J’ai vu l’homme, qui, à l’autre de bout de la planète a conduit ce camion chargé de matières. J’ai vu le lieu où cette matière a été entreposée, ce lieu de fabrication qui lui-même brûle l’énergie nécessaire à son fonctionnement. J’ai vu en ce matin songeur, les gestes et la force de ces humains transformant, assemblant, ornementant, emballant cette tasse devenue sous mes yeux ce réservoir incroyable d’énergie. Cette chaîne fantastique a continué. J’ai vu l’énergie des emballages de cet objet, saisissant en un clin d’œil tous les process, les étapes, les gestes qui les ont conduit, de leur fabrication à leur destin d’emballage. Puis le déplacement, les camions, les bateaux et le magasin de vente, si loin du point de départ. Là encore, j'ai retrouvé hommes et lumières, des énergies pour faire tourner l'espace de vente. J'ai vu la main de la personne qui a posé la tasse sur l’étalage ; la main qui a saisi la tasse pour acquérir cet objet pourtant si banal. J'ai vu l’énergie déployée pour à nouveau transporter cet objet jusque dans l’habitat, jusque devant mes yeux, là, ce matin sur ma table à manger.

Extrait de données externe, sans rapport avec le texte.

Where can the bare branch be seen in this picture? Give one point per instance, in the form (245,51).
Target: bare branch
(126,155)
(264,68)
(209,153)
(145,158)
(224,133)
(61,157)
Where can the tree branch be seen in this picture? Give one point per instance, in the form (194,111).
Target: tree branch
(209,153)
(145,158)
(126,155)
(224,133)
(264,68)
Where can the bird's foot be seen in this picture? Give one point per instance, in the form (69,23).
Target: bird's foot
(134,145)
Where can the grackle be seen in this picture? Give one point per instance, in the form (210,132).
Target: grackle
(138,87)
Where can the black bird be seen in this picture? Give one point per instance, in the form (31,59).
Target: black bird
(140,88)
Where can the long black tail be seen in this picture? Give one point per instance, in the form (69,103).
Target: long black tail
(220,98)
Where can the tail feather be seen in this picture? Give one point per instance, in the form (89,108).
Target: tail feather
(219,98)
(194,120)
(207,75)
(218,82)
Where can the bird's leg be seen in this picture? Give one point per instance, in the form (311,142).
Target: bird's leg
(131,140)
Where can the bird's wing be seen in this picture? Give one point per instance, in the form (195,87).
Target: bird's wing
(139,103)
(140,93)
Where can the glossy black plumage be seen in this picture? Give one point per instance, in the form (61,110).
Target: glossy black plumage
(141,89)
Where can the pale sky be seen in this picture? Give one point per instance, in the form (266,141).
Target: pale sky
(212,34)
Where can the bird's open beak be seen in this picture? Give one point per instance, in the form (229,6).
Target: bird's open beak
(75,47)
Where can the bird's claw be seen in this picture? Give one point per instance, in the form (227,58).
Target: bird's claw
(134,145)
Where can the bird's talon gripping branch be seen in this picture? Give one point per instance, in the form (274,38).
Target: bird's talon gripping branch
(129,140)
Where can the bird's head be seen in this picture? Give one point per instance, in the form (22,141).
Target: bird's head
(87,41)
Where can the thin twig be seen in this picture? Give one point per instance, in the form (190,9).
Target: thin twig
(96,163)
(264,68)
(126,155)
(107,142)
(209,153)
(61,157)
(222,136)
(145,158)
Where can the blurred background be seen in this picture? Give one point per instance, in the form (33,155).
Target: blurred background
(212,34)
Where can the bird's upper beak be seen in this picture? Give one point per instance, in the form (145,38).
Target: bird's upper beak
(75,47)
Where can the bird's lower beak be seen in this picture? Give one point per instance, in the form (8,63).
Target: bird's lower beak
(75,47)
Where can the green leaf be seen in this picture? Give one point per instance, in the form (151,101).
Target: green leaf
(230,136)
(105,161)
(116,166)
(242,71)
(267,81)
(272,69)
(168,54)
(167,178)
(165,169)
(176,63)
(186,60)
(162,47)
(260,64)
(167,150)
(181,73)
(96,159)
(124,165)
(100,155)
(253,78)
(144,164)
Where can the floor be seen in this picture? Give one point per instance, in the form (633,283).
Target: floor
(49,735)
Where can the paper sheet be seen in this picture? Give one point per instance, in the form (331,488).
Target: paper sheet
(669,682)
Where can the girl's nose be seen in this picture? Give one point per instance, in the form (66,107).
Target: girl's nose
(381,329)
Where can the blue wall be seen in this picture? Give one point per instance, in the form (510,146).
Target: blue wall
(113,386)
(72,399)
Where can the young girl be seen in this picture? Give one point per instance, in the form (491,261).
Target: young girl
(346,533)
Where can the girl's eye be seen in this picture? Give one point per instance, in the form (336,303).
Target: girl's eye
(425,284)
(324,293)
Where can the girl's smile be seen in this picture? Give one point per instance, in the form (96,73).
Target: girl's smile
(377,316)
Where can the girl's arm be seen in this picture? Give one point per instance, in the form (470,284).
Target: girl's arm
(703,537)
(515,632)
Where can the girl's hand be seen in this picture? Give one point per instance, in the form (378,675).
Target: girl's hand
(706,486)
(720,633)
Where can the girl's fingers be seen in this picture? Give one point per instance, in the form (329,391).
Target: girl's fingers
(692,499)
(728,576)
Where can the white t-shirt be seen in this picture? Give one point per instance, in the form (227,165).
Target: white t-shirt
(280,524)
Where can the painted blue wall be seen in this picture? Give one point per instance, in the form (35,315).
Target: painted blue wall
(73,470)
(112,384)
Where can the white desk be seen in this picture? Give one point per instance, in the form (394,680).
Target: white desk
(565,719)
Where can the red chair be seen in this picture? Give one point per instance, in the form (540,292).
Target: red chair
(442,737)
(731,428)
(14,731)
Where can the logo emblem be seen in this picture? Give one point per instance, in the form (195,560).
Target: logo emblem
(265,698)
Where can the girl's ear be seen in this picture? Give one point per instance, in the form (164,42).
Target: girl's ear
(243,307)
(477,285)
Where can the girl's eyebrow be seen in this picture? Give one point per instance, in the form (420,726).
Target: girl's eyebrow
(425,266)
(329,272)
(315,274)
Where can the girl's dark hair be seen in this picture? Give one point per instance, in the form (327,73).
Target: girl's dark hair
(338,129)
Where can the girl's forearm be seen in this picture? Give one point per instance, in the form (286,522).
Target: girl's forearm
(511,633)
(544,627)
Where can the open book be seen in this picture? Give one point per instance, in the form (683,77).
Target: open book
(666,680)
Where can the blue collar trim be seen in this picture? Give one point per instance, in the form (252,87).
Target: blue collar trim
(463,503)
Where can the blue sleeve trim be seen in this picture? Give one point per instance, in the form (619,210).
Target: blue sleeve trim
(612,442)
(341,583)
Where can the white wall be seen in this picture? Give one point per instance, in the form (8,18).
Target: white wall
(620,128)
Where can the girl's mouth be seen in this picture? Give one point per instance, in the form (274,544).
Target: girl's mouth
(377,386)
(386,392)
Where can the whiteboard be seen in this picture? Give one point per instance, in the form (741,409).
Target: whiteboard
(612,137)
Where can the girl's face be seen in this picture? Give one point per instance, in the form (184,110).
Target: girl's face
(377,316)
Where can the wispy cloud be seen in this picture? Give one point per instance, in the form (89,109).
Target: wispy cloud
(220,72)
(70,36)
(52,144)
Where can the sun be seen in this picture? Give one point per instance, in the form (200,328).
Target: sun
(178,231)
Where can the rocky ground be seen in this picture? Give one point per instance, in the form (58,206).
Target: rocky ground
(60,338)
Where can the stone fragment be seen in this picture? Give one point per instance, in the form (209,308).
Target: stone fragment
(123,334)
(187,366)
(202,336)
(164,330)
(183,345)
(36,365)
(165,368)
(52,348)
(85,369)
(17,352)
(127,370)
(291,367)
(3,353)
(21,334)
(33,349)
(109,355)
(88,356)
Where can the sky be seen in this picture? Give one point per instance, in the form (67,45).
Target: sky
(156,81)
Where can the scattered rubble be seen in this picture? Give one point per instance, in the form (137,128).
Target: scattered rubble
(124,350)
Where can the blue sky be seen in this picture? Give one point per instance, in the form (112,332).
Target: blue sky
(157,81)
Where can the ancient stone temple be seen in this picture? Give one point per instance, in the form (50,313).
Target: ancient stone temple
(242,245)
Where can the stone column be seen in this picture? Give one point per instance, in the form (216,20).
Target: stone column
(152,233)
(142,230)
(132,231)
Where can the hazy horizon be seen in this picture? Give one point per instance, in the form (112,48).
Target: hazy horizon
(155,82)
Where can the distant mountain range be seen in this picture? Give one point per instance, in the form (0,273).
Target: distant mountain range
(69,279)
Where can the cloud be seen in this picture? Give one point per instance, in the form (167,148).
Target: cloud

Il y avait toute cette masse d’énergie condensée dans cet objet.

La tasse avait changé d’espace- temps. Je venais de prendre conscience, en un instant, du fabuleux trésor qui trônait devant moi. Cet objet si banal est devenu fantastique, un magma vibrant condensé dans cette matière transformée, transportée et maintes fois utilisée. Un profond respect m’a saisi. Un respect pour ce qui Est. Un respect pour la terre, pour ces hommes et ces femmes, pour leur travail... Je me suis tout à coup senti investi d’une grande responsabilité : honorer tout cela, prendre soin de cette incroyable chaîne d’énergie, respecter ce trésor. J’ai réalisé « ô combien » notre inconscience nous fait perdre la valeur de ce qui Est, nous occulte la préciosité des choses et nous fait brûler tellement d’énergie inutilement.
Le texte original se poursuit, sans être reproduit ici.